Before the keynote address began, I checked out some of the new hardware designs from a variety of Tablet PC makers. Because I reviewed a Tablet PC months ago, I didn't expect anything new at the launch. But many of the Tablet PC designs I saw yesterday were far more innovative than I had expected.

ViewSonic fielded the V1100, a 3-pound slab-style Tablet PC that features nice industrial design with a beveled back for easy gripping and a wide border area with cursor and other navigational buttons. ViewSonic also supplies its tablet device with a beautiful, full-sized keyboard that's reminiscent of Microsoft's black Office keyboard. The ViewSonic device features a standby mode that lets you swap out the battery without losing data. The batteries last about 3 hours, according to the company, although you can dramatically improve battery life (as with any laptop) by turning off wireless support and slightly dimming the screen; the company reportedly has seen batteries last as long as 6 hours. ViewSonic also displayed its $299 Pocket PC, the V35, which is the thinnest and lightest Pocket PC on the market; it goes on sale in 2 weeks and looks like a winner.

Hewlett-Packard (HP) showed off its Compaq Tablet PC TC1000, which features a unique three-way design that sets it apart from the other tablet hardware I saw. HP's device ships as a slab-style tablet in its base $1699 configuration, which comes with a thin keyboard/base unit that can lie flat under the device when not in use or that you can use as a combination base and keyboard. The TC1000 weighs about 3.5 pounds without the keyboard and about 5 pounds with the keyboard. As described, the HP model is impressive, but when you add the optional $299 Docking Station, the unit shines. Designed for use on a desk, the Docking Station lets you mount the tablet and keyboard on an extended arm and provides MultiBay expansion for CD-type drives, removable hard disks, and other devices; a network card; a monitor port for dual-display functionality; and extra USB ports. HP's tablet was, by far, the most intriguing device at the launch and, unlike most of the tablets at the launch, it uses a new 1GHz Crusoe chip from Transmeta.

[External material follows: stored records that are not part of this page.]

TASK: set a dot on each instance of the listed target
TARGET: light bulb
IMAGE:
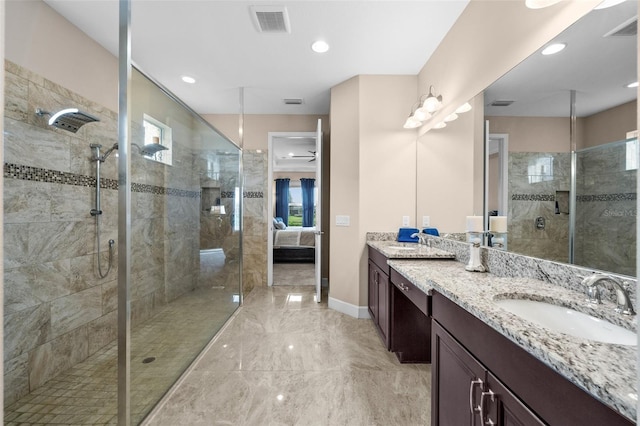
(451, 117)
(463, 108)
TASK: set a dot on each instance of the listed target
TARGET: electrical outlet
(342, 220)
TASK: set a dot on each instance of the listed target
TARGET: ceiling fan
(312, 156)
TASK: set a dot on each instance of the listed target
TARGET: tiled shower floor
(87, 393)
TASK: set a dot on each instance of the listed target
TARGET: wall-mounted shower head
(70, 119)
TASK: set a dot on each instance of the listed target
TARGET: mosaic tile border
(533, 197)
(246, 194)
(37, 174)
(628, 196)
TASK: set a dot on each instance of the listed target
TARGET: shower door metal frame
(124, 215)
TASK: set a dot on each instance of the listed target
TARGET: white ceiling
(597, 67)
(217, 43)
(302, 148)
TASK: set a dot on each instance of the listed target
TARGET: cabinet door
(373, 292)
(383, 307)
(501, 407)
(457, 382)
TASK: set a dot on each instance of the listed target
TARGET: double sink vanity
(502, 350)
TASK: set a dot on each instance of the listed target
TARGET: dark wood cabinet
(477, 372)
(400, 311)
(379, 300)
(410, 326)
(464, 392)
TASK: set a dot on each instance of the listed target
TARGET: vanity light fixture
(540, 4)
(466, 107)
(554, 48)
(320, 46)
(416, 117)
(432, 102)
(451, 117)
(412, 123)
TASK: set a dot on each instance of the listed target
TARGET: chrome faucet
(422, 238)
(622, 295)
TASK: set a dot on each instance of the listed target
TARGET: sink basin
(569, 321)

Toshiba demonstrated the Portege 3500, its convertible laptop-style Tablet PC that features a similar design to the Acer product I reviewed earlier this year except that the Portege lacks the Acer's side-mounted screen latches that provide stability in laptop mode. I asked Toshiba about this seeming weakness, but the company assured me that the single, centrally mounted swivel latch is strong, stable, and secure enough to provide a long life. I'm not so sure, to be honest. The Toshiba weighs 3.5 pounds, features a large 12.1-inch screen (compared to the Acer's 10 inches), costs about $2300, and uses the requisite Intel Pentium III-M processor that most Tablet PC makers seem to have adopted. I appreciated (and agree with) the honesty of Toshiba's advice to configure a Tablet PC--or any laptop--with at least 512MB of RAM.

Acer displayed its time-tested C100 convertible laptop, and many of the tablet-toting launch attendees were, predictably, using this device. Because I've already reviewed the C100, I didn't spend much time talking with Acer, but I consider the C100 the standard that all convertible laptop-style Tablet PC makers should follow. The C100 is a good-quality machine, with prices in the $2200 to $2400 range. However, Acer uses a much slower processor than the competition--800MHz in the C100, compared to 1.33GHz in most other machines--which might be a concern.